Python Pandas: How to Process Date and Time with Pandas DataFrame in Python
Working with dates and times is one of the most common tasks in data analysis. Raw datetime values in a dataset often need to be transformed - extracting components like year, month, or hour, converting string formats, or filtering rows by time ranges - before they can be used effectively in analysis or modeling.
Pandas was originally built with financial modeling in mind, so it offers a rich set of tools for datetime processing.

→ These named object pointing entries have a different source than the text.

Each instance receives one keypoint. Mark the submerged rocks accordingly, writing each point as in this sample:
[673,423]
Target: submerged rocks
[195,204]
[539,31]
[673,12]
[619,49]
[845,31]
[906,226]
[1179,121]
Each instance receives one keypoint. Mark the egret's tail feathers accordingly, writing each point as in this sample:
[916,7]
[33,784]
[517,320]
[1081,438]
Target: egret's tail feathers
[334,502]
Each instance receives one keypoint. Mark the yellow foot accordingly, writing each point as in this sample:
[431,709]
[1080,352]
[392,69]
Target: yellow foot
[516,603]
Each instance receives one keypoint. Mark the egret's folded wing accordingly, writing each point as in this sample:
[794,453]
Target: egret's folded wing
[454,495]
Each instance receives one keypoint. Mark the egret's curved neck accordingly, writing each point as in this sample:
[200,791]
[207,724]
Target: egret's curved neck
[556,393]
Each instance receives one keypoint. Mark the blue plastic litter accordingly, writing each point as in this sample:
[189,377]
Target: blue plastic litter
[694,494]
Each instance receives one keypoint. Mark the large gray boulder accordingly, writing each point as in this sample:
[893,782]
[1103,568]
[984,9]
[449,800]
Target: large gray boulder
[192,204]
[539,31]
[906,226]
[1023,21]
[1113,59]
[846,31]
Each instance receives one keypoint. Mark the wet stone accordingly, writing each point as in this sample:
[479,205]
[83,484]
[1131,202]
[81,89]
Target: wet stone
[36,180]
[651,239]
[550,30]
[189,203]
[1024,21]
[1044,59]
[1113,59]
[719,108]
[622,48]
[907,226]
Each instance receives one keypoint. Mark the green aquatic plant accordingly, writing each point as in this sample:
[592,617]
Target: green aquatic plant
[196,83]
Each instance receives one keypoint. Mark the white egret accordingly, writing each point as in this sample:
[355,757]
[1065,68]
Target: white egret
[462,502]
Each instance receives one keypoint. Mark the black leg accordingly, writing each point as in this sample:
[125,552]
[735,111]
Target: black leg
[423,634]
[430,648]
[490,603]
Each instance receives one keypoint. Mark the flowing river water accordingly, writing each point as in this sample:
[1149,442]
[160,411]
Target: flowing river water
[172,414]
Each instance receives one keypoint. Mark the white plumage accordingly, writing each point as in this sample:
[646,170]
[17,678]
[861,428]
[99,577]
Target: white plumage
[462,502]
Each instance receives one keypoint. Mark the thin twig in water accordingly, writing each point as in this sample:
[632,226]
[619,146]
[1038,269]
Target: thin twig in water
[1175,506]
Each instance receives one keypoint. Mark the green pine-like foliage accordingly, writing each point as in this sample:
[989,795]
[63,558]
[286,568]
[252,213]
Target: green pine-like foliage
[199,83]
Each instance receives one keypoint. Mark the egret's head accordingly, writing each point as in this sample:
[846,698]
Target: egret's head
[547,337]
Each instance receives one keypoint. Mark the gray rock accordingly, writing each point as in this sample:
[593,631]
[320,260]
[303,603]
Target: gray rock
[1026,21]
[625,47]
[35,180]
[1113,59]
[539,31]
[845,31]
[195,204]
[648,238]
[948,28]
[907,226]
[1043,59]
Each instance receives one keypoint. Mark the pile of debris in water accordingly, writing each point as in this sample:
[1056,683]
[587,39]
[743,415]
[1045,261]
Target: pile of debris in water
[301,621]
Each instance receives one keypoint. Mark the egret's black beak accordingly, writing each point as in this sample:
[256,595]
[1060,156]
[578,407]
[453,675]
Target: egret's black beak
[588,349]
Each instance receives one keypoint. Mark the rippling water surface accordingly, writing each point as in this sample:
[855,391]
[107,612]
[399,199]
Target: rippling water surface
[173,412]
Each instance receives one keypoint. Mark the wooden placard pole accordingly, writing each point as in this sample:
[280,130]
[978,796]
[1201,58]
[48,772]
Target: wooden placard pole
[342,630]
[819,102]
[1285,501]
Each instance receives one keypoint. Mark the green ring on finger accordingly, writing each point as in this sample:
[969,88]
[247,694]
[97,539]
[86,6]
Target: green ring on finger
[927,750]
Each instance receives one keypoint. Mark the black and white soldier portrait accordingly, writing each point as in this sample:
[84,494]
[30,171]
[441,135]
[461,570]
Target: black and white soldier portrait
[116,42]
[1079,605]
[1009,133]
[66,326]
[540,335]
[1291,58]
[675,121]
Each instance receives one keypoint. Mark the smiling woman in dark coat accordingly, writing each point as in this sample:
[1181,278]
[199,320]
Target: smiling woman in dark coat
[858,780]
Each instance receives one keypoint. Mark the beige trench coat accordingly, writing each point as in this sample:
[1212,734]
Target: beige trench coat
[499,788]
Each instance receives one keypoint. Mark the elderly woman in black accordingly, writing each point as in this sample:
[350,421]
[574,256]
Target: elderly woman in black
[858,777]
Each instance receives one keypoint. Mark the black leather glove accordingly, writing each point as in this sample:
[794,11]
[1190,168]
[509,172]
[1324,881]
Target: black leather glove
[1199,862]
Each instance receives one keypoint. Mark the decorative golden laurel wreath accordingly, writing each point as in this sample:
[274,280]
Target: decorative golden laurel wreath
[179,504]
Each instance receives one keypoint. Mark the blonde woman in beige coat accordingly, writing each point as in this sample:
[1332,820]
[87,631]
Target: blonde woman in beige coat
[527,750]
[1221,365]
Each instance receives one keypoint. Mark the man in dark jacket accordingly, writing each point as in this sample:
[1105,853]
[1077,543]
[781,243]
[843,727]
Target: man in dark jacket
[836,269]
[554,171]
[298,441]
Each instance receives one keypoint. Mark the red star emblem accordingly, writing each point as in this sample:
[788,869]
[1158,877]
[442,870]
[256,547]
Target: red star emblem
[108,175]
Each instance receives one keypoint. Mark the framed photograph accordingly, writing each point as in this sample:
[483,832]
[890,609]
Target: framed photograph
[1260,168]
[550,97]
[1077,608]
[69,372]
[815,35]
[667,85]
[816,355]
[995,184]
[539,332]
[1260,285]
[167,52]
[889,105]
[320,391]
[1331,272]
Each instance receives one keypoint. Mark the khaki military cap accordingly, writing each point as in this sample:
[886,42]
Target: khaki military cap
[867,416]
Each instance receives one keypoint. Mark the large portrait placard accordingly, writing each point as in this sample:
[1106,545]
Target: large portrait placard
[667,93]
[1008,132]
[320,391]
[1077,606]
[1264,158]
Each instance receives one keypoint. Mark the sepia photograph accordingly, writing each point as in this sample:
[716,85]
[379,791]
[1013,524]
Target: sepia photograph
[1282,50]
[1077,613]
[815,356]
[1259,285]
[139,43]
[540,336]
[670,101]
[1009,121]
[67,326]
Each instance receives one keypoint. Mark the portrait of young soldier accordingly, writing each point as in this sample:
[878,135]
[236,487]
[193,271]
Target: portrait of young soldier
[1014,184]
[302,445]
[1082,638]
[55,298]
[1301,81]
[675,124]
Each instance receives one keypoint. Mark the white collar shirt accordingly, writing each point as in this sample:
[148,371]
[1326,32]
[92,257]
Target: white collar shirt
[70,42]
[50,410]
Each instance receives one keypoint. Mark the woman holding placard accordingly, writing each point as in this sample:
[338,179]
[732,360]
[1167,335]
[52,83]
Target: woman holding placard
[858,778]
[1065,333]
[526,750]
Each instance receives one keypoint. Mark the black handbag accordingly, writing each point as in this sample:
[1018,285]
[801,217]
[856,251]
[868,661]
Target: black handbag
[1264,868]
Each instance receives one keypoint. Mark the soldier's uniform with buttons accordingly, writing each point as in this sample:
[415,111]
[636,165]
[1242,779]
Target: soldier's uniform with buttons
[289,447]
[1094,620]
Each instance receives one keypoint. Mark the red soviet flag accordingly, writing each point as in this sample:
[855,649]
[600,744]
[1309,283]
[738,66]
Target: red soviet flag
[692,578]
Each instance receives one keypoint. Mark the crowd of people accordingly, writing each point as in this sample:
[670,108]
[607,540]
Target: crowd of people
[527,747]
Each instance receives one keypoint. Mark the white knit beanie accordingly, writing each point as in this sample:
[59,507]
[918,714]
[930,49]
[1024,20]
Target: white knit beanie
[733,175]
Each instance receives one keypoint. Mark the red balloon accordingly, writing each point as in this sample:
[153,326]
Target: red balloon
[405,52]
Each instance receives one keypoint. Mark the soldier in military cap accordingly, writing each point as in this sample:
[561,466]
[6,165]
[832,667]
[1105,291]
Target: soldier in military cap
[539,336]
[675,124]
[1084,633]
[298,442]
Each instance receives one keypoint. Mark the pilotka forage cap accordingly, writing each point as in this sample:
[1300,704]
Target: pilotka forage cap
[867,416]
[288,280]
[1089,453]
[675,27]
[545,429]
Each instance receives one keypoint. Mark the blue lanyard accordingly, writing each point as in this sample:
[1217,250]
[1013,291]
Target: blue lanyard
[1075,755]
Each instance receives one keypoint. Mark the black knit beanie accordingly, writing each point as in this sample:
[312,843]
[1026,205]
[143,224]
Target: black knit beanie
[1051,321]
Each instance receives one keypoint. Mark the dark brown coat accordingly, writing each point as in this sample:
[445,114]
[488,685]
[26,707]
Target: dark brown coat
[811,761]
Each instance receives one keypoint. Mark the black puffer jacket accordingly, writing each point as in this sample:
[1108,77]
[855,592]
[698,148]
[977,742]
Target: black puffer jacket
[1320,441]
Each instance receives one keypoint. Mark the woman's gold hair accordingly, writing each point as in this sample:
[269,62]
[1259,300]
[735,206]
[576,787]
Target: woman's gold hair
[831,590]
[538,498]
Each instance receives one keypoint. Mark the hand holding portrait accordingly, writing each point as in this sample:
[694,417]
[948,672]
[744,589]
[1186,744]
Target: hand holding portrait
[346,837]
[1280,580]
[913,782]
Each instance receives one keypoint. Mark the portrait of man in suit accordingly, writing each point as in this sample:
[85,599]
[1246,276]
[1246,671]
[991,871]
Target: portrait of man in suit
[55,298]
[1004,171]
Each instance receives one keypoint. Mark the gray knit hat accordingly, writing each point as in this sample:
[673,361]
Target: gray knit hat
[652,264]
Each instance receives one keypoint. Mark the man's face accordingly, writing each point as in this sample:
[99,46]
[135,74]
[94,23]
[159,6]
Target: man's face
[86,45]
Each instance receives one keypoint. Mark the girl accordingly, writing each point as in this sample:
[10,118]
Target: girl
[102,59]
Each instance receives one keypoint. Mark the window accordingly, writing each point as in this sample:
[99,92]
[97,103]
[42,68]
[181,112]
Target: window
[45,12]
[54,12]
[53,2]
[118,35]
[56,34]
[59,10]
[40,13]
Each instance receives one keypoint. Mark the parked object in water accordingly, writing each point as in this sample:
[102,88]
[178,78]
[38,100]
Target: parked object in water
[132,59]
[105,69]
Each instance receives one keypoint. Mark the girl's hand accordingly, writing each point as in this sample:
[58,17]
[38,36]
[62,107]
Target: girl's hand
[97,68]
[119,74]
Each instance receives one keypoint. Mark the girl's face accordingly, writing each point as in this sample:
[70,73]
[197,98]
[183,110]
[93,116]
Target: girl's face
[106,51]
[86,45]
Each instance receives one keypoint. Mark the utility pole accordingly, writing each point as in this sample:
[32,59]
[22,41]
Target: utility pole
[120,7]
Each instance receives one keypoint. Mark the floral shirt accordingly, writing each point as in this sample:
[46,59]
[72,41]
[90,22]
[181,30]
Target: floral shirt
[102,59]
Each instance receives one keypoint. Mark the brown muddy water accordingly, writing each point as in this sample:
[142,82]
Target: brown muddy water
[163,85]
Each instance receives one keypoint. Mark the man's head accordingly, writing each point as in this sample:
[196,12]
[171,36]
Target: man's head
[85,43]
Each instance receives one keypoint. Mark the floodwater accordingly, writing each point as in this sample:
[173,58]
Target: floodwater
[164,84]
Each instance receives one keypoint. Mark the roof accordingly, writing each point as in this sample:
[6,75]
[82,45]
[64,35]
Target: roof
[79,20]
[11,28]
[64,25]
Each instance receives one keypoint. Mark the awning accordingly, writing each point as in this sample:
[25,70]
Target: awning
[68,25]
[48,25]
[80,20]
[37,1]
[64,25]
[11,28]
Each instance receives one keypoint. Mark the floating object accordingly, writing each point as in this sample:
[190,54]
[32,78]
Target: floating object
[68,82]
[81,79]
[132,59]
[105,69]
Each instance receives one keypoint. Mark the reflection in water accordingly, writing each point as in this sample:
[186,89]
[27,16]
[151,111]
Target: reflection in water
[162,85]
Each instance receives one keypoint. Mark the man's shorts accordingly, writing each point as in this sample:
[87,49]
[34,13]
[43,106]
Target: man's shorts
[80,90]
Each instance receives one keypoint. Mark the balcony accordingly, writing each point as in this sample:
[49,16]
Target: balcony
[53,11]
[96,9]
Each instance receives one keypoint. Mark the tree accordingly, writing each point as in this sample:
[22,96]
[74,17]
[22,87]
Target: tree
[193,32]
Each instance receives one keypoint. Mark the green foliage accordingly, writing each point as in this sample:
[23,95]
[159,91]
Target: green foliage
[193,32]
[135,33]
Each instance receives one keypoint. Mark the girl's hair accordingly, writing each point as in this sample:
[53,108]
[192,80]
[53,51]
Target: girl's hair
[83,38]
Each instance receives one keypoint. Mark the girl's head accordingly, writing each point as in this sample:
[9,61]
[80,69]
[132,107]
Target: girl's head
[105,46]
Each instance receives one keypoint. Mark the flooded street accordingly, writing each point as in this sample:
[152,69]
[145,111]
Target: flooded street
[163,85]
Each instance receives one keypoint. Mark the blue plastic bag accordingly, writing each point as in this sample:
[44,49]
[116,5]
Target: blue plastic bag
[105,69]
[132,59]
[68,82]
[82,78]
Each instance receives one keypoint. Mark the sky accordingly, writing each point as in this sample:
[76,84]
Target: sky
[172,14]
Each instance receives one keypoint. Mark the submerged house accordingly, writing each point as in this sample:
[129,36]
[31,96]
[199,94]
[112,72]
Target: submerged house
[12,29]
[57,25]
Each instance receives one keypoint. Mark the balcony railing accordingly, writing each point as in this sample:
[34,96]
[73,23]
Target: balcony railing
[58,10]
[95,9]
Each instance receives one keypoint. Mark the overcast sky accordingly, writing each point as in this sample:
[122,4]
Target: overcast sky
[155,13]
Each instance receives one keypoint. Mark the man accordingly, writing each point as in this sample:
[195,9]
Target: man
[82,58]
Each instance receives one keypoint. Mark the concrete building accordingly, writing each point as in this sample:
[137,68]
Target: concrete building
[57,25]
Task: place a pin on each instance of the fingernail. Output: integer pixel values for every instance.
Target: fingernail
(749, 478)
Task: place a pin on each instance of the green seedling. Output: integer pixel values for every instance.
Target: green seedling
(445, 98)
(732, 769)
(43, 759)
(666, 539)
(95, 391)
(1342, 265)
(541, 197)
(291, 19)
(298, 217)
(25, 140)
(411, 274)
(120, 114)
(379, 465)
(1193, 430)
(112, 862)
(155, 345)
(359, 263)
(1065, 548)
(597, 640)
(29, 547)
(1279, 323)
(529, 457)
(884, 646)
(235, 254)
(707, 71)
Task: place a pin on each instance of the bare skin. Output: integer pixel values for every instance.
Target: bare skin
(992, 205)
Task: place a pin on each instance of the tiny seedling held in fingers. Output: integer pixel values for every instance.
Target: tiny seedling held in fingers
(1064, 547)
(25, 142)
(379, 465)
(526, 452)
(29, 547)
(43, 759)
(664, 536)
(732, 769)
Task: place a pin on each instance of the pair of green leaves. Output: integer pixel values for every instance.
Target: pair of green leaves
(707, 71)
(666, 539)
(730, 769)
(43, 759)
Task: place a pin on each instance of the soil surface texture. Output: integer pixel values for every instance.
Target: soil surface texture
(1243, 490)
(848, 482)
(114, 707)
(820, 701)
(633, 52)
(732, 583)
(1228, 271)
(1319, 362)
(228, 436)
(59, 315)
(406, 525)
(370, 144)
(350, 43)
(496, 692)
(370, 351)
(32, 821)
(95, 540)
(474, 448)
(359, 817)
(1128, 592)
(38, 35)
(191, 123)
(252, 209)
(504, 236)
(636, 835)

In this guide, you will learn how to extract datetime features, convert strings to timestamps, reformat date patterns, identify days of the week, and filter data by date and time ranges using Pandas.
Extracting Date and Time Components
One of the most frequent preprocessing steps is splitting a single datetime column into individual components such as year, month, day, hour, and minute. Pandas provides the .dt accessor on datetime Series for this purpose.
import pandas as pd
df = pd.DataFrame()
# Generate 6 timestamps spaced 2 hours apart
df["time"] = pd.date_range("2/5/2019", periods=6, freq="2h")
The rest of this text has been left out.